A few weeks back and I was waiting at the train platform and I met a former client of mine from my law firm days. I always had a good relationship with the client and the quarterly meetings with him, the other plan providers, and the plan trustees were the highlight of each quarter.
When I was let go by that law firm 6 years ago, this plan sponsor was a bit upset. He enjoyed my work and he made mention that he would like to go with me as I started my new practice. When being approached by potential clients that are represented by counsel, it’s always a treacherous road to navigate especially when until the day you leave the firm; they’re your firm’s clients. Eventually, they decided to stay with my soon to be old firm because of pressure by a plan provider who only became a plan provider thanks to the recommendation of the law firm partner who brought in this client that I was working on.
I could have used that client when I started my practice and I thought at that time that I needed that client. It hurt, but it was business, not personal. As a solo practitioner, it’s hard to compete with a politically connected law firm. Anyway, I met my replacement as the client’s attorney to talk about this client and the law firm partner and I realized that this change was going to be a disaster. One thing I always did as the lawyer was take notes and the lawyer who previously had my job in assisting this client told me the group of plan providers was a close knit group and I should forward draft minutes of all the meetings before I finalized them just so everyone was comfortable with my report. My replacement and that law firm partner suggested this was a bad idea and that this courtesy I allowed was going to be curtailed. I knew that it was going to be a complete disaster because it was all about the client’s expectations and they were clearly no longer being met. On the list of plan providers was a broker who did a really good job, but was also part showman. He would look at my draft minutes the way people analyze the Zapruder film. If he was going to be unhappy, he’d let the client know he was unhappy.

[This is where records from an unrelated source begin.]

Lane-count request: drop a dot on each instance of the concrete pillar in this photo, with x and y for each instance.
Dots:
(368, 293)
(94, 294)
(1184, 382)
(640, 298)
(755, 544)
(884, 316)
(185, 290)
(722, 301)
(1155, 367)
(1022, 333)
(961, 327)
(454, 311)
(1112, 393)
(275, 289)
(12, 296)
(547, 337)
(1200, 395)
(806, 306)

I don’t think my replacement lasted six months. As a young mother, she couldn’t deal with the hours. As a less than younger father with young kids, this wasn’t something I could deal with either. So the associate left and the client’s new attorney was the senior ERISA partner. I had worked with this senior ERISA partner. She was probably good at ERISA litigation because she wasn’t very good in the nuts and bolts of retirement plans, I came to assist her when I joined the firm two years later where she immediately felt off the mountain, skiing. So with no background with these clients, I came in and took over without the client’s missing a beat while she recuperated for 6 months. To thank me for this, she later submarined me two years later with the firm’s managing attorney and pretended she had nothing to do with it.
Now this ERISA partner is touted as a New York Super Lawyer. It’s a magazine that comes out annually. I have no idea who does the nominations and I noted the law firms who put ads in these publications, but this ERISA partner is the second ERISA attorney I ever met named as a Super Lawyer who wasn’t so super. To steal a line from the late Lloyd Bentsen, I’ve met Super Lawyers, I’ve known Super Lawyers, they are no Super Lawyers,
So for the end of this long story, the former client informed me that they had change law firms, firing this Super Lawyer as the ERISA attorney and she was upset about that. I told the former client that she was upset because she cost a fellow partner a client and in their warped way of law firm financing, the partner who did no work for the client got 50% of the fee as the originating attorney. That was more than $10,000 a year and her inefficiency in dealing with this client cost the originating law firm partner a lot of dough.
I always say that relationships in this retirement plan business mean everything and you have to meet the client’s expectation and learn how to deal with all the different personalities of the plan sponsor and the other plan provides. I’ve been an ERISA attorney for 18 years, so I can state that there are times when I failed to meet a client’s expectations because I didn’t fulfill their needs based on their practice and culture. I’m no Super Lawyer in the magazine, but I know a few clients here and there who swear I am one. So I may not be a Super Lawyer, but just a super lawyer.